If the shortest distance between the lines $$\frac{x - \lambda}{2} = \frac{y - 4}{3} = \frac{z - 3}{4}$$ and $$\frac{x - 2}{4} = \frac{y - 4}{6} = \frac{z - 7}{8}$$ is $$\frac{13}{\sqrt{29}}$$, then a value of $$\lambda$$ is :

Consider the two lines given by

$$L_1: \frac{x-\lambda}{2} = \frac{y-4}{3} = \frac{z-3}{4}$$ (direction $$\vec{d_1} = (2,3,4)$$, point $$A = (\lambda,4,3)$$)

$$L_2: \frac{x-2}{4} = \frac{y-4}{6} = \frac{z-7}{8}$$ (direction $$\vec{d_2} = (4,6,8)$$, point $$B = (2,4,7)$$)

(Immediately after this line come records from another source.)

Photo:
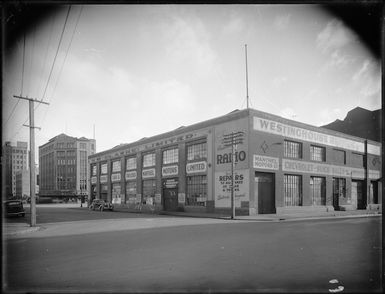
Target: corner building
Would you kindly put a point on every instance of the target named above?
(281, 166)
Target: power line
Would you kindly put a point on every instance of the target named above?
(22, 82)
(53, 64)
(68, 48)
(57, 51)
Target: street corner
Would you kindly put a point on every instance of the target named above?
(19, 229)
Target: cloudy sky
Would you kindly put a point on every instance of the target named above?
(137, 71)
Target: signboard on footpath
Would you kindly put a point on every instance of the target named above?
(171, 170)
(223, 188)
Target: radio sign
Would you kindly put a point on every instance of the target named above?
(196, 167)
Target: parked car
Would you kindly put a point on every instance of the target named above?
(13, 208)
(100, 204)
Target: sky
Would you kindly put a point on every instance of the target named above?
(124, 72)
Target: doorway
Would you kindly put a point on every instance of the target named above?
(264, 191)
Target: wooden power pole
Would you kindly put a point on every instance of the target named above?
(32, 155)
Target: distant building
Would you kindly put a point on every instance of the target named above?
(15, 159)
(63, 166)
(23, 183)
(359, 122)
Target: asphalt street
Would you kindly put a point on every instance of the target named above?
(303, 256)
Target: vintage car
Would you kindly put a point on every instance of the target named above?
(13, 208)
(100, 204)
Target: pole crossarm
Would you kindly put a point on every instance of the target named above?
(30, 99)
(32, 127)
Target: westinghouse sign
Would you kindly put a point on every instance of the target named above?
(278, 128)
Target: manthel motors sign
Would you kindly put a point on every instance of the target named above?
(281, 129)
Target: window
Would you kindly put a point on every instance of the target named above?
(103, 168)
(197, 151)
(292, 190)
(170, 156)
(317, 153)
(357, 159)
(131, 189)
(196, 191)
(339, 156)
(149, 160)
(292, 149)
(318, 190)
(131, 163)
(116, 165)
(149, 189)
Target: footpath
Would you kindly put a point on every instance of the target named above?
(168, 219)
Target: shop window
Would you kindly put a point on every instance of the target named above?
(339, 187)
(339, 156)
(292, 149)
(357, 159)
(317, 153)
(149, 160)
(148, 191)
(196, 194)
(131, 163)
(318, 190)
(293, 190)
(170, 156)
(116, 166)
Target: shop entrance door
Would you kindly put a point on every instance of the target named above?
(361, 199)
(170, 199)
(264, 192)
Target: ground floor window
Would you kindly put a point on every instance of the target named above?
(293, 190)
(196, 192)
(339, 187)
(318, 190)
(116, 193)
(374, 192)
(131, 191)
(148, 191)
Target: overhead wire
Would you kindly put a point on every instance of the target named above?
(53, 64)
(22, 84)
(65, 58)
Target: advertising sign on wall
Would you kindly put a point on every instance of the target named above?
(148, 173)
(281, 129)
(131, 175)
(115, 177)
(171, 170)
(265, 162)
(196, 167)
(223, 188)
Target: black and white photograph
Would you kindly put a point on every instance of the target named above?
(168, 147)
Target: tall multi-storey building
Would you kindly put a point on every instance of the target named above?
(15, 159)
(63, 166)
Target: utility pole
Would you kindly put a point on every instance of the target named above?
(32, 155)
(247, 80)
(233, 139)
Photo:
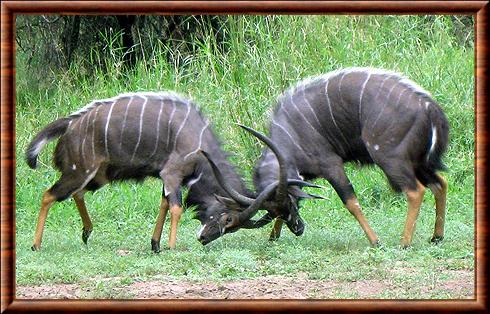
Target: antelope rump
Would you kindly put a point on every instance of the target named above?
(364, 115)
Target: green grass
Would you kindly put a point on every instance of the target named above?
(264, 56)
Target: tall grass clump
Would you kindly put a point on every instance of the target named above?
(237, 81)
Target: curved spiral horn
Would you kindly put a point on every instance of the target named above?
(235, 195)
(282, 186)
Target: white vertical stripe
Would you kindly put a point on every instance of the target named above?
(200, 141)
(93, 135)
(286, 131)
(181, 126)
(331, 112)
(85, 133)
(302, 115)
(386, 102)
(309, 106)
(123, 126)
(434, 140)
(107, 128)
(158, 129)
(140, 128)
(169, 122)
(362, 93)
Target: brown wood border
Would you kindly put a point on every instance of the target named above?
(9, 9)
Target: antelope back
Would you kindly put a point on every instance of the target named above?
(141, 129)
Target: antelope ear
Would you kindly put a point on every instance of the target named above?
(199, 215)
(228, 202)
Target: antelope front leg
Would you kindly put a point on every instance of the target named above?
(175, 213)
(440, 192)
(82, 209)
(46, 203)
(355, 209)
(276, 230)
(414, 198)
(157, 233)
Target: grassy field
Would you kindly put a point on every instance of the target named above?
(265, 56)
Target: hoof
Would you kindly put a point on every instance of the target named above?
(436, 239)
(86, 235)
(376, 244)
(273, 237)
(155, 246)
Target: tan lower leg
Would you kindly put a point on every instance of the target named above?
(276, 230)
(414, 198)
(46, 203)
(175, 213)
(355, 209)
(157, 233)
(440, 192)
(82, 209)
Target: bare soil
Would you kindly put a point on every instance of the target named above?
(459, 286)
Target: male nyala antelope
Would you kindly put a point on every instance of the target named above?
(366, 115)
(132, 136)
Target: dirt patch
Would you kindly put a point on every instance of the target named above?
(460, 285)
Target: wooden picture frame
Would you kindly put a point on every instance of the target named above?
(9, 304)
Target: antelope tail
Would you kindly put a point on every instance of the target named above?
(52, 131)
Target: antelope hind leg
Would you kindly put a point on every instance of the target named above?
(82, 209)
(440, 193)
(46, 203)
(414, 198)
(157, 233)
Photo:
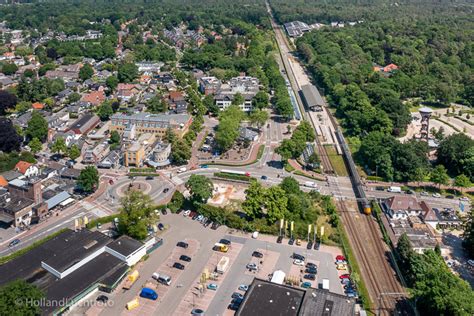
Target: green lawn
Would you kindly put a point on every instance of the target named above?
(337, 161)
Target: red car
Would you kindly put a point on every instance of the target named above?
(340, 258)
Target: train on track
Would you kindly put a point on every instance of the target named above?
(354, 175)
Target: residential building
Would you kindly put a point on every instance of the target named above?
(94, 98)
(84, 124)
(27, 169)
(136, 153)
(159, 156)
(209, 85)
(157, 124)
(401, 206)
(248, 87)
(265, 298)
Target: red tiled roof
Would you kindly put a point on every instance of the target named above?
(22, 166)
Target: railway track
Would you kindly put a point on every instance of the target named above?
(326, 163)
(371, 253)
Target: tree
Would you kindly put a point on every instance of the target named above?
(105, 111)
(86, 72)
(290, 185)
(259, 117)
(260, 101)
(20, 298)
(200, 188)
(462, 181)
(275, 204)
(180, 152)
(9, 69)
(59, 146)
(127, 72)
(439, 175)
(112, 82)
(468, 235)
(11, 141)
(7, 101)
(254, 199)
(136, 214)
(88, 179)
(37, 127)
(35, 145)
(74, 152)
(456, 153)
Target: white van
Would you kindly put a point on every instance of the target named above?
(394, 190)
(164, 279)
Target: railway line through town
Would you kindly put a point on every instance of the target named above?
(386, 293)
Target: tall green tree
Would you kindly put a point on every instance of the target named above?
(86, 72)
(35, 145)
(200, 188)
(136, 214)
(88, 179)
(37, 127)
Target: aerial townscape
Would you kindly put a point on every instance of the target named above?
(251, 157)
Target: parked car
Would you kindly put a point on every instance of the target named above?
(298, 256)
(310, 276)
(14, 242)
(252, 266)
(185, 258)
(212, 286)
(178, 265)
(341, 258)
(182, 244)
(311, 270)
(243, 287)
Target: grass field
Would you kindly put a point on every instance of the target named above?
(337, 161)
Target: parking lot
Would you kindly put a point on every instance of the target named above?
(275, 257)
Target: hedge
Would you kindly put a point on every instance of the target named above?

Since $$\vec{d_2} = 2\vec{d_1}$$, the two lines are parallel. For parallel lines, the shortest distance is given by

$$d = \frac{|\vec{AB} \times \vec{d_1}|}{|\vec{d_1}|}$$

Here, $$\vec{AB} = B - A = (2-\lambda, 0, 4)$$ and

$$\vec{AB} \times \vec{d_1} = \begin{vmatrix} \hat{i} & \hat{j} & \hat{k} \\ 2-\lambda & 0 & 4 \\ 2 & 3 & 4 \end{vmatrix}$$

$$= \hat{i}(0 \cdot 4 - 4 \cdot 3) - \hat{j}((2-\lambda) \cdot 4 - 4 \cdot 2) + \hat{k}((2-\lambda) \cdot 3 - 0 \cdot 2)$$

$$= \hat{i}(-12) - \hat{j}(8-4\lambda-8) + \hat{k}(6-3\lambda)$$

$$= -12\hat{i} + 4\lambda\hat{j} + (6-3\lambda)\hat{k}$$

It follows that

$$|\vec{AB} \times \vec{d_1}| = \sqrt{144 + 16\lambda^2 + (6-3\lambda)^2} = \sqrt{144 + 16\lambda^2 + 36 - 36\lambda + 9\lambda^2}$$

$$= \sqrt{25\lambda^2 - 36\lambda + 180}$$

and

$$|\vec{d_1}| = \sqrt{4+9+16} = \sqrt{29} \,.$$

Thus the distance is

$$d = \frac{\sqrt{25\lambda^2 - 36\lambda + 180}}{\sqrt{29}} = \frac{13}{\sqrt{29}}$$

Squaring both sides gives

$$25\lambda^2 - 36\lambda + 180 = 169$$

$$25\lambda^2 - 36\lambda + 11 = 0$$

Using the quadratic formula,

$$\lambda = \frac{36 \pm \sqrt{1296 - 1100}}{50} = \frac{36 \pm \sqrt{196}}{50} = \frac{36 \pm 14}{50}$$

$$\lambda = \frac{50}{50} = 1 \quad \text{or} \quad \lambda = \frac{22}{50} = \frac{11}{25}$$

From the options, $$\lambda = 1$$ is available.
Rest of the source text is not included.